I got 9774, but I know this is wrong any help would be greatly appreciated.
Early recognition of a geostationary orbit was made by the Russian Konstantin Tsiolkovsky early in the 20th century. Others referred to the unique orbit in writings about space travel, space stations, and communications. It was probably Arthur C. Clarke who was given the major credit for the use of this orbit for the purpose of worldwide communications.
The geostationary orbit is one where a spacecraft or satellite appears to hover over a fixed point on the Earth's surface. There is only one geostationary orbit in contrast to there being many geosynchronous orbits. What is the difference you ask? Well, a geosycnchronous orbit is one with a period equal to the earth's rotational period, which, contrary to popular belief, is 23hr-56min-4.09sec., not 24 hours. Thus, the required altltude providing this period is ~22,238 miles, or ~35,788 kilometers. An orbit with this period and altitude can exist at any inclination to the equator but clearly, a satellite in any such orbit with an inclination to the equator, cannot remain over a fixed point on the Earth's surface. On the other hand, a satellite in an orbit in the plane of the earth's equator and with the required altitude and period, does remain fixed over a point on the equator. This equatorial geosynchronous orbit is what is referred to as a geostationary orbit. The orbital velocity of satellites in this orbit is ~10,088 feet per second or ~6,877 MPH. The point on the orbit where the circular velocity of the launching rocket reaches 10,088 fps, and shuts down, is the point where the separated satellite will remain. This very popular orbit is saturated with TV broadcast, government, international, maritime, meteorological, military, domestic and shortwave radio satellites. At the current time, ~270 satellites are on active status in this orbit.
To find the orbital speed of the GPS satellites, we can use the formula for orbital velocity:
v = sqrt(G * M / r)
where v is the orbital velocity, G is the gravitational constant, M is the mass of Earth, and r is the radius or distance from the satellite to the center of the Earth.

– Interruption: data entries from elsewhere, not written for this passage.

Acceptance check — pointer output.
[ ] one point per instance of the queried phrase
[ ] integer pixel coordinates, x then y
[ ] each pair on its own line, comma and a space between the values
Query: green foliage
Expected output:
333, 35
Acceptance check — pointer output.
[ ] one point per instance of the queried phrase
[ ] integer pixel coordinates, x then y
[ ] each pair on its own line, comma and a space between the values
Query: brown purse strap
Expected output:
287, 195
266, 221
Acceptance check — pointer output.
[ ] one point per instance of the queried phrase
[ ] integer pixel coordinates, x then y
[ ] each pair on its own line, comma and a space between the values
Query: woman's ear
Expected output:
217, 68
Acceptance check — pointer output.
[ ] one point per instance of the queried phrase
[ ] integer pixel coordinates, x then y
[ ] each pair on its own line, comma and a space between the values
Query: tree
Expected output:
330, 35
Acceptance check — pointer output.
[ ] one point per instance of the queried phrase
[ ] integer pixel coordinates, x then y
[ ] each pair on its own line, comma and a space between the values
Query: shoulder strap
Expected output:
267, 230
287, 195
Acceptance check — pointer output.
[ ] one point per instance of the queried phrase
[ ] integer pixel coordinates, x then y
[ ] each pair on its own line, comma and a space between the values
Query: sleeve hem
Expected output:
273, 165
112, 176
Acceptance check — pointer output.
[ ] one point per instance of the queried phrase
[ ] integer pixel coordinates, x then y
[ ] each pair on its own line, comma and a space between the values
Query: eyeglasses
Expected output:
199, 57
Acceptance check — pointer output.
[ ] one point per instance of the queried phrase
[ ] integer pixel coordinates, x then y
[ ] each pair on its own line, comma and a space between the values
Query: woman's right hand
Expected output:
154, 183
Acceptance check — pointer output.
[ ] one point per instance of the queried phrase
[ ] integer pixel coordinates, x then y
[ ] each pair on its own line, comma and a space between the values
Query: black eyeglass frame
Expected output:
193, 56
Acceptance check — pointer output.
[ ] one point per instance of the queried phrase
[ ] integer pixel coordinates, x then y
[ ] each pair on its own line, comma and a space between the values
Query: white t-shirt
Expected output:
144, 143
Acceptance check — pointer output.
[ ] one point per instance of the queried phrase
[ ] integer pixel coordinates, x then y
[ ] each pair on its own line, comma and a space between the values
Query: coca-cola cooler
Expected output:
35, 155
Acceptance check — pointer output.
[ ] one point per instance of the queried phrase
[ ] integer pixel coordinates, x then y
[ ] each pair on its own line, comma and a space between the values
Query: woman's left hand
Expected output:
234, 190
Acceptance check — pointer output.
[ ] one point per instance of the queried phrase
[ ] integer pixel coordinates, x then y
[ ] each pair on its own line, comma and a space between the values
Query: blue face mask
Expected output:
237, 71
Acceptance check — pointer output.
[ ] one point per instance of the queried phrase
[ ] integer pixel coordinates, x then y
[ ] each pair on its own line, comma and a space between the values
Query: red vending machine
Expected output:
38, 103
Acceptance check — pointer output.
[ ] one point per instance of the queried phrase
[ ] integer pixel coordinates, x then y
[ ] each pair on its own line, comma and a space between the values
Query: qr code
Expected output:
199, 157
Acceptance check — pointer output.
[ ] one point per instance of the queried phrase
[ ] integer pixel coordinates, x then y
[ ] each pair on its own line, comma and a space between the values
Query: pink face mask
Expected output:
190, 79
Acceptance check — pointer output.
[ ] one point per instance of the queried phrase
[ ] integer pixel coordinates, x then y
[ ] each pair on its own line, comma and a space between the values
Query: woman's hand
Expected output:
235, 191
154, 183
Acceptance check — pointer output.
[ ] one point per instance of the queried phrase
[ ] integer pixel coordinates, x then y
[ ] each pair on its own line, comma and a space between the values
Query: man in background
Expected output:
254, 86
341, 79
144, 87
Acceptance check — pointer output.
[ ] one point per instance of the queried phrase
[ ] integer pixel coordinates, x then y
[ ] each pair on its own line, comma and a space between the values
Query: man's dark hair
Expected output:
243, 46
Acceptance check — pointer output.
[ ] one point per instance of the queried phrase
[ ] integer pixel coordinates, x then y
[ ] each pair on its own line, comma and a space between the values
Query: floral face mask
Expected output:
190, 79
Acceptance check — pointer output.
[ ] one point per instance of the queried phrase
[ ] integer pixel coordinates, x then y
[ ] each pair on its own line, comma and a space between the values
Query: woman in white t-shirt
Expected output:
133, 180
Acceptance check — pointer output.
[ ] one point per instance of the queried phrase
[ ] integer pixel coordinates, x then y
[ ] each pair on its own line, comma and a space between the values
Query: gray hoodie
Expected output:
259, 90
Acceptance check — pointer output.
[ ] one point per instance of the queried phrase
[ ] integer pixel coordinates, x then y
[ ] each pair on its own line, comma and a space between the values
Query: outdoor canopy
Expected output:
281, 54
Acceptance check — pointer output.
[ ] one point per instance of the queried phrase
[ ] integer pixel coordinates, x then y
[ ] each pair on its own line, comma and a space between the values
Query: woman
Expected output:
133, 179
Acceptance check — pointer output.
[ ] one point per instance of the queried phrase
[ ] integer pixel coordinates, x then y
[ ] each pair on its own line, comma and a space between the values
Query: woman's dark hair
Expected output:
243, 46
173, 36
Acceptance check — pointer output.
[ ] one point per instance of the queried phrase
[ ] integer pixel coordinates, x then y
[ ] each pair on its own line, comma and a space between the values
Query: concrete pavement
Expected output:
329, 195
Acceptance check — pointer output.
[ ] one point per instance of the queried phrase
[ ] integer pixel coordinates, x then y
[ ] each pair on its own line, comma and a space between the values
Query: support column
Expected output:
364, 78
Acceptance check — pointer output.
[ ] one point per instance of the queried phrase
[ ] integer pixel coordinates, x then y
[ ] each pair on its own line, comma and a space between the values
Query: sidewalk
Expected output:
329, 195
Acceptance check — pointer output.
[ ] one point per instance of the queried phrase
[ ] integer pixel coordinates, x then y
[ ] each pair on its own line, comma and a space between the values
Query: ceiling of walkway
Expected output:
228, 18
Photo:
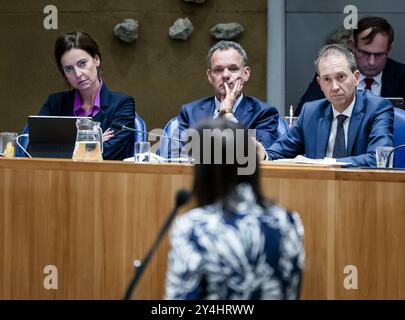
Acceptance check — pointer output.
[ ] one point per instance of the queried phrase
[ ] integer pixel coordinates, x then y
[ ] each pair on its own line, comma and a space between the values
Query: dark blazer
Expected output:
392, 85
116, 110
371, 125
251, 114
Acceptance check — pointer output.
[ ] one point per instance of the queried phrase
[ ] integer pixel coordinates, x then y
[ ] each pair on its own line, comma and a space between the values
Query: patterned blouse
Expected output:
248, 252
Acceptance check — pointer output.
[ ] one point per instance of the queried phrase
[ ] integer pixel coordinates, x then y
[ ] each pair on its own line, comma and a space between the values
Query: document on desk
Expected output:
308, 161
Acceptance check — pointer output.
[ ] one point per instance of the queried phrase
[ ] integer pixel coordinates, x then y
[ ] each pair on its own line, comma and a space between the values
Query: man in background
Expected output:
371, 45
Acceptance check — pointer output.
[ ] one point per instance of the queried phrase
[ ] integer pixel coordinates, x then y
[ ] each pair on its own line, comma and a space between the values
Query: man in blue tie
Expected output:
348, 125
227, 73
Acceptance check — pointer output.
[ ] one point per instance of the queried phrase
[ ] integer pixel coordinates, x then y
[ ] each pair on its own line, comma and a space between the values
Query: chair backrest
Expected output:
141, 126
282, 126
24, 143
166, 146
399, 137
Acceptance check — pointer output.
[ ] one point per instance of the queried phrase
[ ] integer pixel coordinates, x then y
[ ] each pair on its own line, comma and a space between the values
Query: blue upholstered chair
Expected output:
141, 126
24, 143
399, 137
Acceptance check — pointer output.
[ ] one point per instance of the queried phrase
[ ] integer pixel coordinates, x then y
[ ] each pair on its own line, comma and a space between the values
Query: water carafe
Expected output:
89, 141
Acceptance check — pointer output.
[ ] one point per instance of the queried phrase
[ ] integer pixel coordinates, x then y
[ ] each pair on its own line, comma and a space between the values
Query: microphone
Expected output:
153, 134
387, 163
182, 197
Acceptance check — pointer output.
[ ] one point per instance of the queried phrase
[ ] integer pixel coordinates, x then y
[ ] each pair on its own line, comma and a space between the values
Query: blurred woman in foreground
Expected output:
235, 244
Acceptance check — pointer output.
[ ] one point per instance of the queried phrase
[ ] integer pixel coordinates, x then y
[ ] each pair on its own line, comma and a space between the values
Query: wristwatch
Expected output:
222, 112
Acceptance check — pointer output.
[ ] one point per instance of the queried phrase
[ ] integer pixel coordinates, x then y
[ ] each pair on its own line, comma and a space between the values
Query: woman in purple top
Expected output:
78, 58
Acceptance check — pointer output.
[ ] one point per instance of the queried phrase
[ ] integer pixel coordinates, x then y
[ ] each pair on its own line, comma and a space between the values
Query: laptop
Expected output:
52, 136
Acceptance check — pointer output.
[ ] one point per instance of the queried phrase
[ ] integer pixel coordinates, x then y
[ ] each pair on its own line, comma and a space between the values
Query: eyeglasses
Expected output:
367, 55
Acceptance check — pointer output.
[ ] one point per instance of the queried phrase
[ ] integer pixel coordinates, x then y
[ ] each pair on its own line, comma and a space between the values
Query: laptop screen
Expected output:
51, 136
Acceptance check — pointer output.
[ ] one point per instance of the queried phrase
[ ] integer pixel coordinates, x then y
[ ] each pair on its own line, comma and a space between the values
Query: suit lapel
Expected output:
206, 110
67, 104
388, 80
323, 130
243, 110
104, 103
355, 120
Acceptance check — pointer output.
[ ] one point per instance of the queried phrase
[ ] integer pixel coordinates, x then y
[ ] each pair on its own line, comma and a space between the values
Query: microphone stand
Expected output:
387, 163
182, 197
152, 134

In this case, the altitude of the satellites is given as 20,000 km, but we need to convert it to meters for consistency. 1 km is equal to 1000 meters, so 20,000 km is 20,000 * 1000 = 20,000,000 meters.
Given that the acceleration of gravity at this altitude is only 5.8% of its surface value, we can calculate the effective gravitational force as follows:
g_effective = g_surface * (5.8 / 100)
= 9.8 m/s^2 * (5.8 / 100)
= 0.568 m/s^2
Now, we can plug in the values into the formula:
v = sqrt(G * M / r)
v = sqrt(6.67 * 10^-11 N m^2/kg^2 * (5.97 * 10^24 kg) / (20,000,000 m))
v = sqrt(1.19 * 10^12 N m^2/kg^2)
v ≈ 1.09 * 10^6 m/s
Since the question asks for the answer in the nearest hour, let's convert this to hours:
v_hour = v / (3600 s/hour)
v_hour = (1.09 * 10^6 m/s) / (3600 s/hour)
v_hour ≈ 303.06 m/hour
Rounding this to the nearest hour, the orbital speed of GPS satellites is approximately 303 m/hour.